If either your industrial operations already use synchronous motors or if you are designing a new industrial process that could greatly benefit from the perks of a synchronous motor, probably you have given some thought about the guts of this type of motor.
Now let one of our fellow members of the community D.Ros tell you more about it. Enjoy!
As any electromechanical element, synchronous motor’s performance is greatly defined by good equipment specification and maintenance. However, you’ll recall that, different from any alternating current (AC) asynchronous machine, synchronous motors require direct current (DC) to be supplied to its fields’ windings.
Perhaps the first thing that then popped up into your mind was a conventional set of slip rings mounted directly on the motor’s shaft and some high maintenance carbon brushes, and maybe just then, aware of the disadvantage that having slip rings can be with the hassle of their high maintenance, you might have reconsidered not using synchronous motors any more.
Yet, since these motors have been the heart of many heavy duty industrial operations, much attention has been given to optimize its performance by adapting its electrical and mechanical architecture to its applications and easing its maintenance. That’s how they came up with a brushless field exciter (yes, you read it just fine —brushless—).

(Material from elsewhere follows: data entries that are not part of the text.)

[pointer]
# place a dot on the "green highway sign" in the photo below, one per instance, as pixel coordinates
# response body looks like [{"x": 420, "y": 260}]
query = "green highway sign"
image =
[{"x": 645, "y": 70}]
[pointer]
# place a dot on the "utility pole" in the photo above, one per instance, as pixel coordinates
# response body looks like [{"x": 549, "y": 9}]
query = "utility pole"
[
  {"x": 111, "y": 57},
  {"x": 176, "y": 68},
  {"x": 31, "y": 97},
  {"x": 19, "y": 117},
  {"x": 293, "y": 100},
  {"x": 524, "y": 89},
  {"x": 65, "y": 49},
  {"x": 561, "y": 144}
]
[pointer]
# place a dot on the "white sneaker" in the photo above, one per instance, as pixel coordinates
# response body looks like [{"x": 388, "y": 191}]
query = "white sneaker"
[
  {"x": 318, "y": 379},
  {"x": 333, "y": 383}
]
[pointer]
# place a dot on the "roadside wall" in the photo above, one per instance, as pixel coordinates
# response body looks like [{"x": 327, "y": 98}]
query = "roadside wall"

This brushless exciter works like an alternator, which basically is a generator with a rotating armature mechanically coupled to the shaft of the motor and a stationary field. So, instead of directly supplying DC current into the synchronous motor’s field windings, DC current is supplied to the alternator’s stationary field, which magnetically induces the alternator’s rotating armature, whose energy is then electrically transferred into the field windings of the synchronous motor.
Now you’re possibly thinking “but didn’t a synchronous motor’s field need DC to be supplied to develop the magnetic poles on its rotor and chase the alternating three phase current on its stator?” and you’re right, but that is where some power electronics kicks in, as part of the mechanical assembly of the alternator, a set of diodes are arranged into a three phase rectifier that converts the induced AC from the three phase windings into DC.
And then some silicone rectifiers (SCRs) are trigger to electrically connect the rectifying bridge’s output into the synchronous motor’s field windings at the optimal moment; ain’t that genius?
This technological development expanded the applications of synchronous motors into highly abrasive processes and explosive risk environments.
Furthermore, this technology can be retrofitted into existing slip ring synchronous motors. In conclusion, if the application demands a low maintenance and highly reliable motor drive, a synchronous motor with a brushless exciter will probably be worth the investment.
Thanks for sharing your knowledge D.Ros! What did you all think about his article? Let him know in the comment section.
Do you happen to know if AC-supplied exciters are in any widespread use?
I mean that if the stator of the exciter is supplied with a DC source, it obviously won’t excite anything at zero speed right? Thus, the motor is not very suitable for any applications where loaded starting is required.
On the other hand, it doesn’t seem like a big investment to supply the exciter with a small frequency converter, adjusting the voltage and frequency based on the main machine speed and load.
Sorry for getting back so late; been really busy.
AC-supplied exciters are in widespread use mainly for medium and larger sized motors, however the principle of operation of the synchronous machine is still the same, so the AC supplied to the exciter is rectified through brushes and slip rings to inject DC to the rotor’s windings and generate the field required for the rotor to follow the stator’s alternating field.
As you point out, at zero speed it wouldn’t make sense for any current to be supplied to the rotor’s windings. Yet during start-up the stator’s current induces a small field in the rotor that turns out in the intial rotation of the motor without any torque built up. So this type of motor is not suited for loaded startup applications. Usually this type of motors are used with a mechanical clutch system that hook ups the load when the motor has been correctly started; and even sometimes, the rotor’s field is overexcited to be able to withstand the mechanical effort transient in the clutching execution. For application where there’s no clutch, usually slip rings are preferred, typically supplying DC; however AC with an alternator design might be also be used or found in the field.
As per your last inquiry, keep in mind that the synchronous motor’s working principle relies on the catching up of a static field (rotor) with a dynamic (rotating) field (stator), so a small frequency converter wouldn’t add any value. What I’ve seen in the field is sometimes a change on speed is needed and then a really hefty investment needs to be done to furnish a VFD for the stator (typically very high ampacity). Just then, as you might imagine, the field exciter doesn’t require to be that versatile and might just be a static DC supply. The only time I’ve seen this happen was because the process equipment, a ball mill for mineral processing, was designed in Canda for a 50 Hz power line and when it was installed in Mexico, the 60 Hz power line caused the mill to under perform considerably, so there was no alternative than to install a more than a 1000 amp VFD.
and no worries! I guess we all get to know what busy means, every now and then.
And thanks a lot for the comprehensive answer!